And current form suggests it’s a distinct possibility.
England and Ireland have been the standout teams in the European game over the past year, emerging as genuine rivals for the superpowers of the southern hemisphere approaching the midway part of the Rugby World Cup cycle.
England is on a 14-match winning run, 13 of which have come under the stewardship of Eddie Jones since the 2015 Rugby World Cup, while Ireland beat New Zealand, Australia, and South Africa in a memorable second half of 2016.
No wonder all roads are leading to Dublin on March 18.
”I would think that England would still be favorites,” Ireland coach Joe Schmidt said, assessing the Six Nations contenders, ”but I am sure our odds would have shortened as compared to last year because I think there has been some visible growth in the team.”
England starts out as odds-on favorites with all British bookmakers, with Jones having injected self-belief and a street-wise edge to the team that was in crisis after its elimination from its home World Cup at the pool stage.
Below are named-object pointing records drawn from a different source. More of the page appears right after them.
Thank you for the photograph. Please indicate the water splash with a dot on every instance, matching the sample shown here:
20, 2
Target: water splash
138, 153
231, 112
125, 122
Injuries have hit the English going into the tournament – No. 8 Billy Vunipola and flanker Chris Robshaw have been ruled out of the whole thing, for example, and winger Anthony Watson will miss the first two rounds at least – but such is the titleholders’ strength in depth that it might not show.
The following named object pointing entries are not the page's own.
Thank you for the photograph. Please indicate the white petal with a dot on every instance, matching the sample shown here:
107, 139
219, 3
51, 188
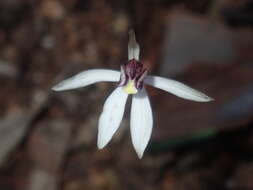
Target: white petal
111, 116
141, 121
88, 77
133, 47
177, 88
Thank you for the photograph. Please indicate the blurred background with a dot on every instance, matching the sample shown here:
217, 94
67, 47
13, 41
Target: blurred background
48, 139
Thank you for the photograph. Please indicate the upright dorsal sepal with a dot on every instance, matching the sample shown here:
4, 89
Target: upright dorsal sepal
133, 47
Jones is promising a ”daring” brand of rugby.
”It’s a big part of how we want to develop our game because we want to be a side that has the courage to play our sort of rugby from the very first game of the tournament,” the Australian said.
”Daring doesn’t mean flair. … Daring to me is having the mindset of going out to win the game, not relying on the opposition to make mistakes.”
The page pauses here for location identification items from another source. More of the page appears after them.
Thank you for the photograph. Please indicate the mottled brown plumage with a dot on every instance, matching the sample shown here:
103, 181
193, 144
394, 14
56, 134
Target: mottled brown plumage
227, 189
After all, England totaled 159 points in successive wins over South Africa, Fiji, Argentina and Australia in the autumn internationals, and averaged 35 points in its series sweep of the Wallabies Down Under in June.
Only Ireland’s players look close to the level of their English counterparts. And they won’t be short of confidence either, having ended New Zealand’s 18-match winning streak in Chicago in November.
The emergence of tighthead prop Tadhg Furlong has given the Irish strength in an area where they’ve previously been light, while the impressive form of Leinster and Munster in the European Champions Cup suggests Ireland is ready to hit the ground running against Scotland in the tournament opener on Saturday.
Hopes that the French might rise as potential title contenders on the back of an encouraging autumn series – they thrashed Samoa 52-8 and pushed Australia and New Zealand all the way in defeat – were hit by an Achilles tendon injury to Wesley Fofana that rules the dynamic center out completely. That could affect coach Guy Noves’ ambitions of France rediscovering its running game out wide.
The Welsh have a new captain in Alun Wyn Jones, as well as a temporary head coach in Rob Howley while Warren Gatland focuses on his role as British and Irish Lions coach. It is Italy’s first Six Nations under coach Conor O’Shea, whose reinvigorated side beat South Africa for the first time in November to boost hopes of avoiding the wooden spoon for the 12th time in 17 editions of the tournament, especially given its three home matches.
As for improving Scotland, Vern Cotter will look to end his coaching stint on a high before his return to club rugby with Montpellier. It is the most competitive Scottish team for some time, but early losses to Ireland and France might see doubts return to a team that often doesn’t live up to expectations.
Two other factors provide extra intrigue to this Six Nations.
For a one-season trial, bonus points will be on offer for teams either scoring four tries or more, or losing by fewer than seven points. Organizers hope this experiment, bringing the Six Nations in line with the scoring system in the Rugby Championship and most other leagues, will deliver more tries and place the emphasis on an attacking style of play. Jones, though, is among those thinking it will make little difference.
And then there is the carrot of the Lions tour to New Zealand in June. Gatland will be watching intently and there’ll be no better stage for players from England, Ireland, Scotland and Wales to prove themselves.